Es wird viel darüber spekuliert, an welchem Ort genau Martin Luther zu der Vorstellung gelangte, dass der Mensch nicht durch gute Werke, sondern allein durch den Glauben die göttliche Gnade erfährt. Diese Erkenntnis erleichterte sein Gewissen und befreite ihn vor der quälenden Angst, dass der Mensch ausreichend Buße vor dem Gericht durch einen strafenden Gott tun müsse. Der Reformator selbst machte kein Geheimnis um den Ort seiner Erkenntnis. In den Tischreden wird überliefert, dass er selbst den Raum der Entdeckung als "locus", also "Ort" oder auch als "in cloaca", also auf dem Wasserkloset oder Klo bezeichnet hat: "Diese Kunst hat mir der Heilige Geist auf dieser Cloaca auf dem Turm gegeben."

Luther litt unter chronischer Verstopfung und verbrachte daher viel Zeit auf der Toilette. Vorstellbar ist, dass er am Ort seiner körperlichen Erlösung auch sein spirituelles Befreiungserlebnis hatte. "Da fing ich an, die Gerechtigkeit Gottes als eine solche zu verstehen, durch welche der Gerechte als durch Gottes Gabe lebt, nämlich aus dem Glauben (….) Da fühlte ich mich wie ganz und gar neugeboren, und durch offen Tore trat ich in das Paradies ein", beschreibt Luther sein Glücksgefühl. Oder hatte Luther einfach nur vom Arbeitszimmer über der Toilette gesprochen?
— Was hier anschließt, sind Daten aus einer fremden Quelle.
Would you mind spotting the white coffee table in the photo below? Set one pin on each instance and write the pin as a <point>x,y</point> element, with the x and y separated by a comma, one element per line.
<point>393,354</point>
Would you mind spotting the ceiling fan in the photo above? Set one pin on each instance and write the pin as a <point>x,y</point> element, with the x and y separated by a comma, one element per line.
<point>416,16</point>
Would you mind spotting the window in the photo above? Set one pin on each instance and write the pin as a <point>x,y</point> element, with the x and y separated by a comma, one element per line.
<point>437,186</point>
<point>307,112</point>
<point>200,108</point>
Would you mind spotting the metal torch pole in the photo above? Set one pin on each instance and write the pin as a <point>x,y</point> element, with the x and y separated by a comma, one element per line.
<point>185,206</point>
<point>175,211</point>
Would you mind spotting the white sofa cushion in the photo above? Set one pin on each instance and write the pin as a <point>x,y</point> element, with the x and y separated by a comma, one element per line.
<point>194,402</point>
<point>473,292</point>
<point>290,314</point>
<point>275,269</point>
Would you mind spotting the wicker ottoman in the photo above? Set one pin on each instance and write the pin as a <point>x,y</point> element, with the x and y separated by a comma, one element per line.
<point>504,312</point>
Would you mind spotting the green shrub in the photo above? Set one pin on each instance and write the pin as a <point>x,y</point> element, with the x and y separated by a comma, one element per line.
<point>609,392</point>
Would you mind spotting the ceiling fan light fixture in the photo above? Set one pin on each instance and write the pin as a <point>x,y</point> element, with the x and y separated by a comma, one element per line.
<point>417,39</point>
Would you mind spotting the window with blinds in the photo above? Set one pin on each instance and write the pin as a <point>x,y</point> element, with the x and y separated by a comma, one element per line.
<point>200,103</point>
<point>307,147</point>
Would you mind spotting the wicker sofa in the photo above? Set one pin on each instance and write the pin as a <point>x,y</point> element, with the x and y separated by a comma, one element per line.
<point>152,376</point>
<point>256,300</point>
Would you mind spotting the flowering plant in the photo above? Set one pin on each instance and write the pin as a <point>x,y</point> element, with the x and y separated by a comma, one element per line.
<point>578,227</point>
Darüber rätseln Archäologen und Kirchenhistoriker gleichermaßen. Die Erkenntnis Martin Luthers vom gnädigen Gott war das Ergebnis eines Ringens über Jahre hinweg mit Selbstzweifeln und Angstzuständen in Zwiesprache mit sich und Gott. "Heureka!" soll er nicht ausgerufen haben, aber überaus glücklich wird er im Moment der Erkenntnis gewesen sein.

Archimedes, Sir Isaac Newton und Martin Luther ist gemein ist, dass sie nicht ahnungslos vom Zufall überrumpelt wurden, sondern bereits auf der Suche nach einer Lösung waren. Beim Geistesblitz wird die richtige Lösung augenblicklich als richtige Lösung erkannt, wenn sie nur erst einmal gefunden wurde.